The book is a joint memoir that covers a ten-year period in which the authors experienced severe challenges nearly wrecked their marriage to the point of divorcing, and nearly resulted in divorce. Charlie and Linda chose to apply the lessons from their painful experiences to gain the inner strengths and wisdom that a full recovery demanded. They discovered that they each had some serious work to do in order to stave off a total collapse of their marriage.

While That Which Doesn’t Kill Us is a non-fiction, it reads like a compelling novel. It presents in vivid detail just what that work was and how they managed to fulfill its demands despite frequent setbacks. Their story reveals exactly how a couple, who experienced brokenness that would have ended many marriages, ultimately brought about a profound healing and a strengthening of their bond that went far beyond anything that they had previously known. It was not despite their ordeals but because of them and their willingness to learn from them, that they were able to create a new standard of relatedness that was beyond what either had imagined was possible.
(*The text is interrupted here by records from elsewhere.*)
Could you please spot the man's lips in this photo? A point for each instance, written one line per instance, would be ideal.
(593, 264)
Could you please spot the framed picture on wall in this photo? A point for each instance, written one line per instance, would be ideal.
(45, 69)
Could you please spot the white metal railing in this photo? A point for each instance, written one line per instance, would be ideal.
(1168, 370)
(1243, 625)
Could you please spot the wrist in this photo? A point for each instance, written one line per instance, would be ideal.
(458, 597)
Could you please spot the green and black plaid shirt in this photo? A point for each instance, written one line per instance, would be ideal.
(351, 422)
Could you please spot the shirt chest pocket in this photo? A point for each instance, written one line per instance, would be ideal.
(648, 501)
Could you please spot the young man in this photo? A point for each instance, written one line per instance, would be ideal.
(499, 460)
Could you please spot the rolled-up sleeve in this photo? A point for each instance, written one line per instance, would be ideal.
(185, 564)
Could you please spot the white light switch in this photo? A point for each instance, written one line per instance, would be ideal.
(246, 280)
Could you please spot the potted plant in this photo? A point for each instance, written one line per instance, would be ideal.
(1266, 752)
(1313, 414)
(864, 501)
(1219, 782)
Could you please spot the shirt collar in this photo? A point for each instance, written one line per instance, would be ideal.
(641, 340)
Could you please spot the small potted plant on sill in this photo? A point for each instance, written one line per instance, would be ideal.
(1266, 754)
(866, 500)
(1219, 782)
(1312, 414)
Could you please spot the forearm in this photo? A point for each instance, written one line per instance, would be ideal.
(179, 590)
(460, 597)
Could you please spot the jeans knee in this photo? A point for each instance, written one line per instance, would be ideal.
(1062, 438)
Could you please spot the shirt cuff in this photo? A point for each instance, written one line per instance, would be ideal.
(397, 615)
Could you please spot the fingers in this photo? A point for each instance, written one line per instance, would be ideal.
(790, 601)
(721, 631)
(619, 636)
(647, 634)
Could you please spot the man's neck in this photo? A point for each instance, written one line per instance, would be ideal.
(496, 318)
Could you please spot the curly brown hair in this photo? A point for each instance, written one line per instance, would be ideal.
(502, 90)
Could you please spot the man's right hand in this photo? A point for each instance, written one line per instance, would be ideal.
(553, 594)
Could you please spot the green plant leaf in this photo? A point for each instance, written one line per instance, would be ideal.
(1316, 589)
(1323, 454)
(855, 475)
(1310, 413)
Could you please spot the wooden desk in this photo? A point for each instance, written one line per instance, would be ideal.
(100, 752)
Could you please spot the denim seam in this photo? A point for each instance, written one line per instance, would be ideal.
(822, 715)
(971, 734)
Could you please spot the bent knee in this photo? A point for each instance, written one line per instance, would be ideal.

In a time in which disposable relationships are too common and in which many couples believe that marriage means choosing between commitment and freedom. That Which Doesn’t Kill Us not only affirms that it is possible to have both, but offers the means through which such a union can be created. It provides hope and assurance for couples that have struggled with ordeals that can tear love apart, as well as for those who wish to master the skills for developing the personal qualities that can decrease destructive relationship patterns, or even prevent them from occurring.

That Which Doesn’t Kill Us is a representative story of one couple’s journey through despair and how they managed to reconstruct a relationship from the ashes of their broken dreams. It is both inspiring and instructive, demonstrating to the reader the power of true commitment in the face of great odds and enormous obstacles.